Salary: $165,000 – $185,000 ($30,000 – $40,000 bonus)


  • This individual has a key role in creating a data-led audit department, embedding data-driven techniques into all aspects of our audit processes, creating and strengthening new audit products that drive the department to real-time processes and insights that increase audit’s value.
  • This individual is also responsible for performing data analytics supporting the audit activities for one or more business units. In this capacity the role holder is responsible for an in-depth understanding of the business processes and data sources for the business units that they support, engaging with audit management to ensure the scheduling and prioritization of data analytics needs and executing analytical activities to deliver valued assurance to the audit team and our stakeholders.
  • Collaborates and coordinates with Audit Leaders to understand data analytics opportunities for planned audits, prioritizing and managing data analytics portfolio to ensure DA resources are best utilized.
  • Translates auditor requirements and business processes into the design, development and execution of data analytics solutions in support of audit delivery, with a focus on delivering repeatable and scalable solutions.

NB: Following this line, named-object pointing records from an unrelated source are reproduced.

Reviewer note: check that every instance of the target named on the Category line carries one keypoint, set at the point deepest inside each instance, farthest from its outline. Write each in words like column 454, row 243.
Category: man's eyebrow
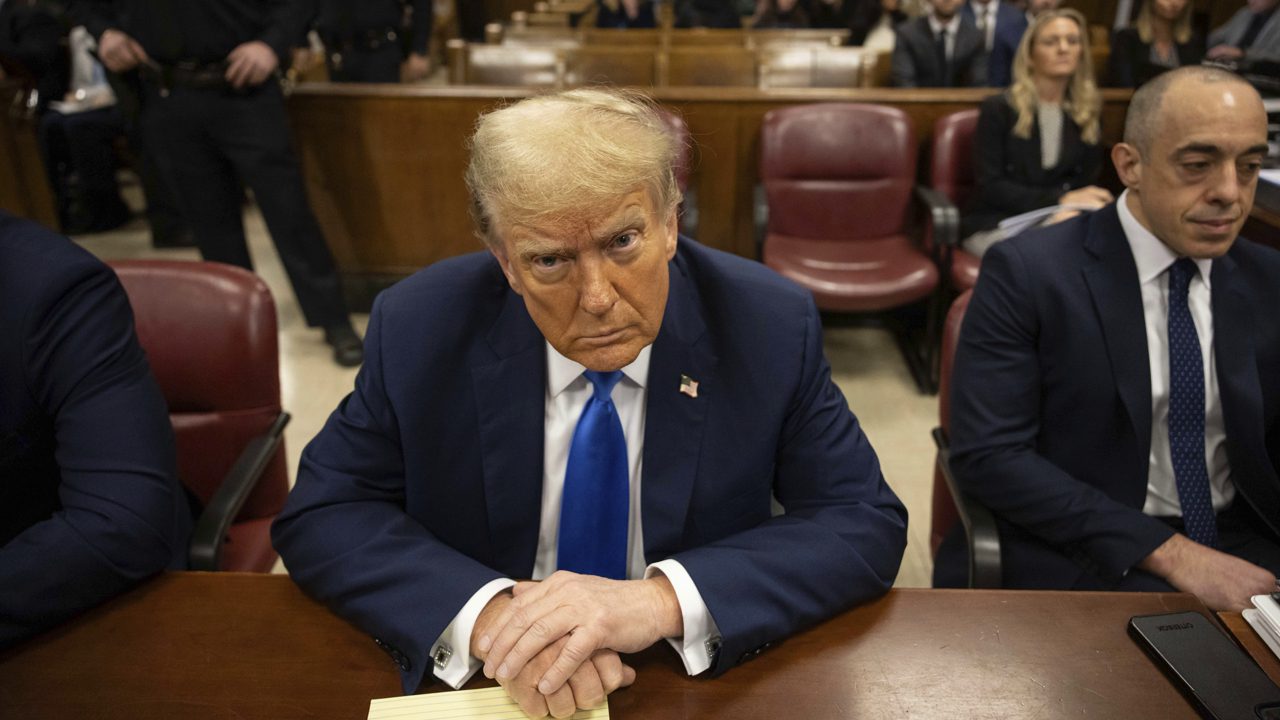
column 1210, row 149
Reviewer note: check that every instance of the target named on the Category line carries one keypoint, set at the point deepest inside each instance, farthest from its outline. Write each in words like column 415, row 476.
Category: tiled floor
column 865, row 365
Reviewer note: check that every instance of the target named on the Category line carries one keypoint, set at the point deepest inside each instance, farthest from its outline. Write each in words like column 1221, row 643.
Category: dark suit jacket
column 1010, row 26
column 426, row 481
column 1010, row 178
column 88, row 497
column 1051, row 399
column 1004, row 48
column 915, row 62
column 1130, row 58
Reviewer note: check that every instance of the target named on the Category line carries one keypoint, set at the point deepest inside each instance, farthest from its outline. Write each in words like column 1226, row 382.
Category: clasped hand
column 554, row 645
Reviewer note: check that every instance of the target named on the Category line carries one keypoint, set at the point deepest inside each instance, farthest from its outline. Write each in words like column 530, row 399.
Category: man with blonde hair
column 599, row 406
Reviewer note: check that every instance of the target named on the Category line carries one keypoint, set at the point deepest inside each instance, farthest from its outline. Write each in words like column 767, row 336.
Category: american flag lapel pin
column 688, row 386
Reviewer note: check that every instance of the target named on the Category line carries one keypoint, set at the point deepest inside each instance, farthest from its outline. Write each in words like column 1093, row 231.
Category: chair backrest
column 951, row 164
column 721, row 67
column 837, row 171
column 504, row 64
column 810, row 65
column 209, row 333
column 621, row 65
column 944, row 507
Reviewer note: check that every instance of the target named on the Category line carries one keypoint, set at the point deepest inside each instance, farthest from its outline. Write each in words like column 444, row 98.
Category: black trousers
column 209, row 144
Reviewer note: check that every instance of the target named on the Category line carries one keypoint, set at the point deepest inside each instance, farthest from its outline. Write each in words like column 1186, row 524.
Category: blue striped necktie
column 1187, row 410
column 593, row 532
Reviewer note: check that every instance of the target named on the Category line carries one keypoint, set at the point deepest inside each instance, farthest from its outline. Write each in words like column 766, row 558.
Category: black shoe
column 348, row 350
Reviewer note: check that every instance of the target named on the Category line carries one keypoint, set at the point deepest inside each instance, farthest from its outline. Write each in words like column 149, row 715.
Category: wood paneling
column 384, row 164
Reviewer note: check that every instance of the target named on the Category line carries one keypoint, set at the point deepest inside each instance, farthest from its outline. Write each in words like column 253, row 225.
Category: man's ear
column 504, row 263
column 1128, row 163
column 672, row 232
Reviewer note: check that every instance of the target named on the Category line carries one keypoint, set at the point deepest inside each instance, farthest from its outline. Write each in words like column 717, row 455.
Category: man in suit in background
column 600, row 408
column 1251, row 37
column 90, row 502
column 1115, row 393
column 996, row 19
column 942, row 49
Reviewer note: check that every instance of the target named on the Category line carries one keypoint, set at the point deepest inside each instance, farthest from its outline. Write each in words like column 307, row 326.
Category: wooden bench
column 383, row 164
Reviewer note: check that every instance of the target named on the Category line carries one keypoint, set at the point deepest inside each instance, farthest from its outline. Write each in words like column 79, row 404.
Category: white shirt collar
column 1150, row 254
column 561, row 372
column 951, row 27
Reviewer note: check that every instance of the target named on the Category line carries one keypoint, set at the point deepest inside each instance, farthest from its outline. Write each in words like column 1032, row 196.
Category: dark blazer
column 88, row 499
column 1004, row 49
column 426, row 481
column 618, row 18
column 1051, row 399
column 915, row 62
column 1010, row 26
column 1130, row 58
column 1008, row 168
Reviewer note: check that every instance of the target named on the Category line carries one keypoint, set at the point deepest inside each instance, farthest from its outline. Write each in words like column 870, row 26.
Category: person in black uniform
column 214, row 115
column 362, row 39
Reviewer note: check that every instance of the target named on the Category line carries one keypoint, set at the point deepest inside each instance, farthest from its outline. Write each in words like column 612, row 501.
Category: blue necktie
column 1187, row 410
column 593, row 533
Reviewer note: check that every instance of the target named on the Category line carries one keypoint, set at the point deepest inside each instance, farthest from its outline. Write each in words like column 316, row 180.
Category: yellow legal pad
column 488, row 703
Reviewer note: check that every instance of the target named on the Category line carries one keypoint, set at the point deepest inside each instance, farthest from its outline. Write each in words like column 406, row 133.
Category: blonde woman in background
column 1161, row 39
column 1037, row 144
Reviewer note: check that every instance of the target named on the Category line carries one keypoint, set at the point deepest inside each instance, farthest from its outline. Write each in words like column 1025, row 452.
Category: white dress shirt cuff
column 700, row 642
column 451, row 654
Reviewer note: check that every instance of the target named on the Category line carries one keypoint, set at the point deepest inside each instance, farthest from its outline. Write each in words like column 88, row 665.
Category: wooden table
column 196, row 646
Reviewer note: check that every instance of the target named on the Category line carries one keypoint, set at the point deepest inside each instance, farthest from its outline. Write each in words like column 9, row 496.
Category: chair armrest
column 944, row 215
column 979, row 524
column 206, row 538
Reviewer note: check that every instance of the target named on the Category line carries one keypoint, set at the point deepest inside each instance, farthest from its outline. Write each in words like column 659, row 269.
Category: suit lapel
column 675, row 423
column 510, row 393
column 1112, row 281
column 1240, row 391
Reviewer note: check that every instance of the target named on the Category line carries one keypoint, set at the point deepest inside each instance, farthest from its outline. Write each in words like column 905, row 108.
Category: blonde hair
column 566, row 154
column 1182, row 26
column 1083, row 103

  • Drives strategic data sourcing and tooling projects to deliver new capabilities and tools in support of data science into the audit department, building use-cases, and repositories of data sources and re-usable data analytics products for the area of responsibility.
  • Build automation and dashboards in support of Continuous Monitoring, Continuous Auditing products, and the wider audit processes and audit transformation programs.
  • Uses Data Science techniques including supervised and unsupervised learning to identify, categorize and predict risk and audit factors in support of audit operations and processes.
  • Prototypes and continuously improves next-generation audit products and processes through the support of the Audit Transformation agenda, through focusing on both Auditor and Data journeys, and auditor experience.